La Belle Hélène, et les garçons...

La Belle Hélène, en 2017-2018


Mon histoire avec La Belle Hélène commence à la lecture du livret, avant-même d'écouter la musique. D’emblée, je vois l'opportunité de faire, à travers cette œuvre, une satire d'un univers qui m'amuse beaucoup : celui de la télé. Tout y est : les jeux (final du premier acte), l'évènement sportif (le jeu de l'oie) et la télé-réalité où les candidats s'ennuient au bord d'une piscine (acte 3). L’écoute de la musique m'a confirmé que l'on pouvait faire de ce spectacle une satire drôle, pleine d'énergie et de folie.

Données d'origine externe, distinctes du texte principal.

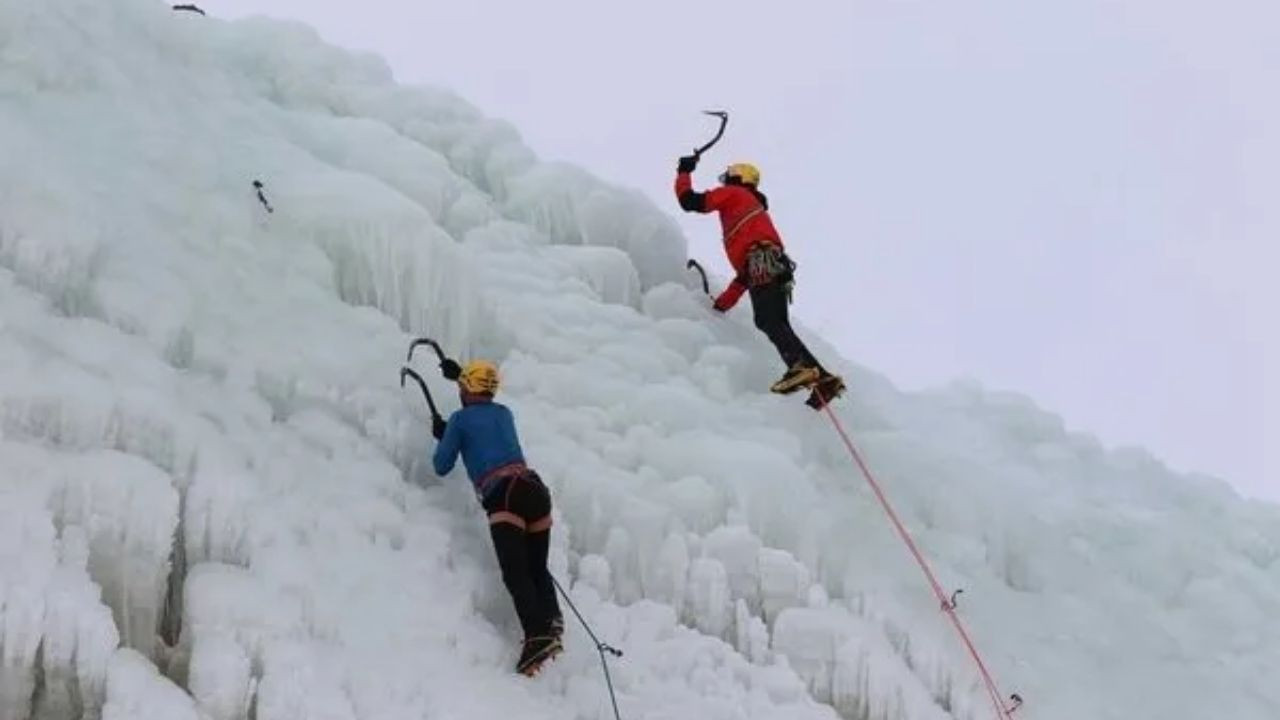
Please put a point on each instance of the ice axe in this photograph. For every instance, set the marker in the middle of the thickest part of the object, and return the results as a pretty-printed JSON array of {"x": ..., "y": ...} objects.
[
  {"x": 720, "y": 132},
  {"x": 448, "y": 368},
  {"x": 426, "y": 393},
  {"x": 695, "y": 265}
]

Afin d'intégrer au mieux l'univers de la télévision et plus spécialement celui de la télé-réalité au livret, j'en ai réécrit une partie. Mon idée était de croiser La Belle Hélène et le Truman Show. Hélène est donc une jeune femme ayant grandi à son insu à l'intérieur d'une télé-réalité. Elle est entourée de comédiens et de caméras sans le savoir. La télé-réalité est dirigée par la brillante Vénus, interprétée par notre chef d'orchestre, Alexandra Cravero.

Pour valoriser ce principe de mise en scène, j'aurai recours à la vidéo. Dans un grand écran en hauteur sera diffusé ponctuellement le show tel qu'il est monté pour les téléspectateurs. Ainsi nous pourrons faire intervenir des personnages "au confessional", un classique de télé-réalité. Mais également des vidéos telles que le générique expliquant le principe de l'émission, ou encore des résumés de l'épisode précédent.